Humans make my brain hurt. Yes, that includes me.
I don't know what I want but I'm pretty sure I'll get it.
I think I'd be a better writer if I didn't think so much.
Can't tell if I'm "need to eat" hungry or if it's the black hole in my chest beckoning to be fed.
Some days live wire lust for life
Others, the walking dead.
You don't have to rhyme to be a poem.
How sweet it is!
There are forbidden things bursting forth from beneath my tongue like blooming flowers from the ground.
Urging me to the arms of strangers.
No, there will never be another special one, no like-minded soul to trust and confide in. My past rusts within me.
I am a human vault with no combination. Feeling nostalgic again for relationships I ruined.
On purpose in distrust I'm alone with all this lust again.
Sometimes self-awareness feels like a sham.
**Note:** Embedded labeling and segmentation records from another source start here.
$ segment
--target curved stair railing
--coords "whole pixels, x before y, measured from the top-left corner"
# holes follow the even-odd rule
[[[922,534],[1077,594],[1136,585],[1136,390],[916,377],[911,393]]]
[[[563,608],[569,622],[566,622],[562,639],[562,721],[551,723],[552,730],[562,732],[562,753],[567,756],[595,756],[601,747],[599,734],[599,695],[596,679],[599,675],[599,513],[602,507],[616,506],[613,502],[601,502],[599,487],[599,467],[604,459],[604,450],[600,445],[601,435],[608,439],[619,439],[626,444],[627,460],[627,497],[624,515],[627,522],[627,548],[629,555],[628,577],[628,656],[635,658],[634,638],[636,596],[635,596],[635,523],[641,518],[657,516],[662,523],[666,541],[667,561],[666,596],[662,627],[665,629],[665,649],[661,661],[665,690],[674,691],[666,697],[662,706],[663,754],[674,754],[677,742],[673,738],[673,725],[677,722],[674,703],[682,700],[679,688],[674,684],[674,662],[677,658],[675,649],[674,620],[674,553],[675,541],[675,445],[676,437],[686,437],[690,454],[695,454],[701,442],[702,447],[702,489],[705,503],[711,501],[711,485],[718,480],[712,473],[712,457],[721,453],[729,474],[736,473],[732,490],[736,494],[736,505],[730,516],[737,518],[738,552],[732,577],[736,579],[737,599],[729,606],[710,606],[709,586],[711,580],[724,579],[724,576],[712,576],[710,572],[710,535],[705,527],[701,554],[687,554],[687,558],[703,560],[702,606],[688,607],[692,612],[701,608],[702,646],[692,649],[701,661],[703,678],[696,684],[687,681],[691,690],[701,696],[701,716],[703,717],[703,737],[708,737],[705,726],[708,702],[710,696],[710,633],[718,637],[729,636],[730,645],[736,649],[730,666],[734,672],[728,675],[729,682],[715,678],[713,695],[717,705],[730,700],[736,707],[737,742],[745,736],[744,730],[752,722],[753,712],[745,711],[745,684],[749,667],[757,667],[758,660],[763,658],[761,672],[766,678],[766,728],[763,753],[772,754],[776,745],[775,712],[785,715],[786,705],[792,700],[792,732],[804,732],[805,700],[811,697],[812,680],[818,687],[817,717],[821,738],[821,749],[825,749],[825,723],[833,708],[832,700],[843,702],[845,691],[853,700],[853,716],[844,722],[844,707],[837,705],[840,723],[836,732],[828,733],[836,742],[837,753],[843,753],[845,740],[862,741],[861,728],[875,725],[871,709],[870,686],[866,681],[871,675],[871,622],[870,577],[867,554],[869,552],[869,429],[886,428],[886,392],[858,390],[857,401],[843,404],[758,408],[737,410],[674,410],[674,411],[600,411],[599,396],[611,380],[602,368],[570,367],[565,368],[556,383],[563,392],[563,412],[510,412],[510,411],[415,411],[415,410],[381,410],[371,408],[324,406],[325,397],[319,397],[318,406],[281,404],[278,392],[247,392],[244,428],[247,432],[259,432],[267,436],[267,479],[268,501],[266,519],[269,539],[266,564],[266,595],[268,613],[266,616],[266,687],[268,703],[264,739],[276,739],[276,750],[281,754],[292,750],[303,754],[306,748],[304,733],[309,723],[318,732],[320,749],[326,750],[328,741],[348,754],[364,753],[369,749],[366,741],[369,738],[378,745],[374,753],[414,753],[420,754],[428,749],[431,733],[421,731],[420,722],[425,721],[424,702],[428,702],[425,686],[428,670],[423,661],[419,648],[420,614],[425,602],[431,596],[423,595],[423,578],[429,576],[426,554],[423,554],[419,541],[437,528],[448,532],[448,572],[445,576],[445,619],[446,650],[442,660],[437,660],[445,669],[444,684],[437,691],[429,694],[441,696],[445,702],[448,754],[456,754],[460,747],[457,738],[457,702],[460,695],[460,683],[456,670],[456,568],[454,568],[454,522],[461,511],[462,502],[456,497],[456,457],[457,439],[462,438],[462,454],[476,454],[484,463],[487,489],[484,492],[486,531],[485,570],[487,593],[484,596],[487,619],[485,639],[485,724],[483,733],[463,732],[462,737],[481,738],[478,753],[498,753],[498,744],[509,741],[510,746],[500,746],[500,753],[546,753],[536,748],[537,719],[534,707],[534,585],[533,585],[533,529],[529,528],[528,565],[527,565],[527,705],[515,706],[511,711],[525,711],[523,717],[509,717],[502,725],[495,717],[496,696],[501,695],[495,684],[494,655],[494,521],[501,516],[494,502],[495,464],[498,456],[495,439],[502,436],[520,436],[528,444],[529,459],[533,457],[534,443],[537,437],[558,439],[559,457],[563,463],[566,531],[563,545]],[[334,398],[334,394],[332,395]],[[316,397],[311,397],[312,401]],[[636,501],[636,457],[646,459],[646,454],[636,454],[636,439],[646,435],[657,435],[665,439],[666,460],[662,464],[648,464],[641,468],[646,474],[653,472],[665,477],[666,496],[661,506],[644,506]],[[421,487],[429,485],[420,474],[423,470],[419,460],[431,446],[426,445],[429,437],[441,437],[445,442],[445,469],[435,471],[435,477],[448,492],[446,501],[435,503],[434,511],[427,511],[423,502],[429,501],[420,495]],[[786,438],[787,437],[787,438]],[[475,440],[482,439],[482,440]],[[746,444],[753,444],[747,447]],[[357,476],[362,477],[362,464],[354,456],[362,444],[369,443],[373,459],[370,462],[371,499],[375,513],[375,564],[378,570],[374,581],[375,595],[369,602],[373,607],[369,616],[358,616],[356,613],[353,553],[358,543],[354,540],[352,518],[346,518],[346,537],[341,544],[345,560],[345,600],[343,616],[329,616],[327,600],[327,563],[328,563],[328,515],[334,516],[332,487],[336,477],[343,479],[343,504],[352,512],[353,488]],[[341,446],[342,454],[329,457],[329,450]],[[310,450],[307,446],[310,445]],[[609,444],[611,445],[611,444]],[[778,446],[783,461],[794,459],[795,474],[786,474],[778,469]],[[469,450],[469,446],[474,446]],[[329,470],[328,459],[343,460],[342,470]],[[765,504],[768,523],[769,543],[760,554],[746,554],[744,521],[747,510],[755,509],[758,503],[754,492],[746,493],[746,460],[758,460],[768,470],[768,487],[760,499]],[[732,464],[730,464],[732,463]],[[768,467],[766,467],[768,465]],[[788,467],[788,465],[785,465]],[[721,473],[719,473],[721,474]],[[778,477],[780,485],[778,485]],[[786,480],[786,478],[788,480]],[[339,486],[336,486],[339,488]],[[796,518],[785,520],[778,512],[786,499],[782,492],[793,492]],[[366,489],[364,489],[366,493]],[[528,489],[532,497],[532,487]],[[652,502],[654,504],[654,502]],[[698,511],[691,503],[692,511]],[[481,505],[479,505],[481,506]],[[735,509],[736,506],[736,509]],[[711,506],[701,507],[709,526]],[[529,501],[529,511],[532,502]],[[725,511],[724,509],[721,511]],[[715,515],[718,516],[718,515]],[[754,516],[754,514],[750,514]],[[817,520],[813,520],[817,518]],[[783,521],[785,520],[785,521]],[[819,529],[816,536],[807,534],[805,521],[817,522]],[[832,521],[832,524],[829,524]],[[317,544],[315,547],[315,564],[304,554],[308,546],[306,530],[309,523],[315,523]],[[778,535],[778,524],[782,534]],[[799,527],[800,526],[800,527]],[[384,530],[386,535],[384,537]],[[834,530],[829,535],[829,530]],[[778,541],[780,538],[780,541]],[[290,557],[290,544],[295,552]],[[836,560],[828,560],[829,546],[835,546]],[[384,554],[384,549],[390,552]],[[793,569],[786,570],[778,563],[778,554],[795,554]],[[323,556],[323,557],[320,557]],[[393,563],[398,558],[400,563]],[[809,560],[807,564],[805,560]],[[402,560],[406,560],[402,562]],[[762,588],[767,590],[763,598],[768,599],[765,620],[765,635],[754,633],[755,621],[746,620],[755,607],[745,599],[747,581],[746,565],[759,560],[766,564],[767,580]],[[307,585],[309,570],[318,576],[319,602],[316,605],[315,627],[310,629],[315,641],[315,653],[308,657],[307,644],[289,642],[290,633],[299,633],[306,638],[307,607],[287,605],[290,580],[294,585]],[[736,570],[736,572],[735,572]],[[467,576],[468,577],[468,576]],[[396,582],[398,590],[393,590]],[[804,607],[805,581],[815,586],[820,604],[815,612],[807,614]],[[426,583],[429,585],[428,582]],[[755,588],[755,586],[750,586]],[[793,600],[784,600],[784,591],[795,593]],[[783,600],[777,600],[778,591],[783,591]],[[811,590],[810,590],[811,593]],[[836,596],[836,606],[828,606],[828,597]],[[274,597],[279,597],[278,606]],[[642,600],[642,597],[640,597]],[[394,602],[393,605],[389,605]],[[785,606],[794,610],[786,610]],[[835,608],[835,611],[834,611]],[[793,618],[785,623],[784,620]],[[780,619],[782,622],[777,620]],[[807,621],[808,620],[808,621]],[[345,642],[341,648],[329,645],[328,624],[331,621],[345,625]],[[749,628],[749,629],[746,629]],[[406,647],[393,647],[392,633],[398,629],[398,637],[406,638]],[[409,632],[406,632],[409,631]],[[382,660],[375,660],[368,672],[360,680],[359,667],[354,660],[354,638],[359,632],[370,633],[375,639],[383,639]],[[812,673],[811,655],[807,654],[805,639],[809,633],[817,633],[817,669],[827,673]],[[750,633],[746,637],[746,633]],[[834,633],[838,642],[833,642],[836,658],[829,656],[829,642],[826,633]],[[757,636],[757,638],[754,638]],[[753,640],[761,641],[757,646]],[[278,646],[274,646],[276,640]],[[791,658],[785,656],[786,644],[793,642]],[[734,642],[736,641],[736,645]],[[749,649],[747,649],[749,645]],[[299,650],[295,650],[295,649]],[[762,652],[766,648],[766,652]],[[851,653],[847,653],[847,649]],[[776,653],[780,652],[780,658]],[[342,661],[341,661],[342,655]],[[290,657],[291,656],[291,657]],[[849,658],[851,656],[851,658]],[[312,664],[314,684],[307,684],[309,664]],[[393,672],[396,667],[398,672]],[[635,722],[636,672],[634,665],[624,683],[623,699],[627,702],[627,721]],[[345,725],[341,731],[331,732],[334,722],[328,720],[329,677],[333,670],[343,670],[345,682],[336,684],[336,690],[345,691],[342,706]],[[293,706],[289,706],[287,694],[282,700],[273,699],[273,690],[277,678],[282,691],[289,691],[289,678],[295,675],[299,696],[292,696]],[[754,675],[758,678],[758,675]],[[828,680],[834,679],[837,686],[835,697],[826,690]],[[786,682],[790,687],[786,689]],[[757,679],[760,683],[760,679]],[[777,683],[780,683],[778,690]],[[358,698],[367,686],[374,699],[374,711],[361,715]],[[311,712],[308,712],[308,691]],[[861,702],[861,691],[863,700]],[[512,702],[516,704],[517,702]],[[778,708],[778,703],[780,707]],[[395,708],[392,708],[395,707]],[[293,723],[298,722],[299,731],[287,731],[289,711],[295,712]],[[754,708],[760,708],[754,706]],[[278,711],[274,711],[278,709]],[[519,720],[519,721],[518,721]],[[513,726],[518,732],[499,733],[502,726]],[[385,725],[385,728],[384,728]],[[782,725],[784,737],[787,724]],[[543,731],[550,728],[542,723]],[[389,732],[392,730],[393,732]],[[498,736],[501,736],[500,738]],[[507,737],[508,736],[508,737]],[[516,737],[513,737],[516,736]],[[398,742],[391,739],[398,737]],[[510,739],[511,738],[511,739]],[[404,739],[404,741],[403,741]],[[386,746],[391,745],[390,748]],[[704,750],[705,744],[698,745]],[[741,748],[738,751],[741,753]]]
Will I ever know who I am?
Knowing me is more an eternal sigh and shake of the head than a pleasure.
I wish I was alright but I just might have to become okay with being all wrong forever.
Band-aids don't work on hearts.
Good things aren't the only things that fall apart. Nobody starts out exactly where they need to be.
The journey is the best part, though it isn't always pretty.
"I'd rather be a lonely forest than a busy street."
We all can be ugly, we all can be beautiful.
Most importantly, we all can be whoever we want to be.
I want to stop obsessing over the wound and pay attention to the healing.
Accept the past, begin forgiving.
Trek the bumpy road ahead to self-love and recovery.
is this a healthy coping skill?
Reality is a beautiful, terrible, brutal, lonely, lovely, scary, marvelous place.
Its duality lives within me. My mind is unbearable and wonderful and sacred and terrifying. Disgusting in it's innocence. Filthy in it's purity. Reveling in rebellion. Drowning in wisdom. Thriving in suffering. Rapidly cycling through darkness and light. Sitting still as we pass through time. Caffeinated and tired, time and time again. Dreaming of some place I've never been; Some place I'm supposed to be, then hating it when I get there. Intrigued and bored. Everywhere and nowhere. Trapped in this transitory state. Enslaved by mystery and hatred.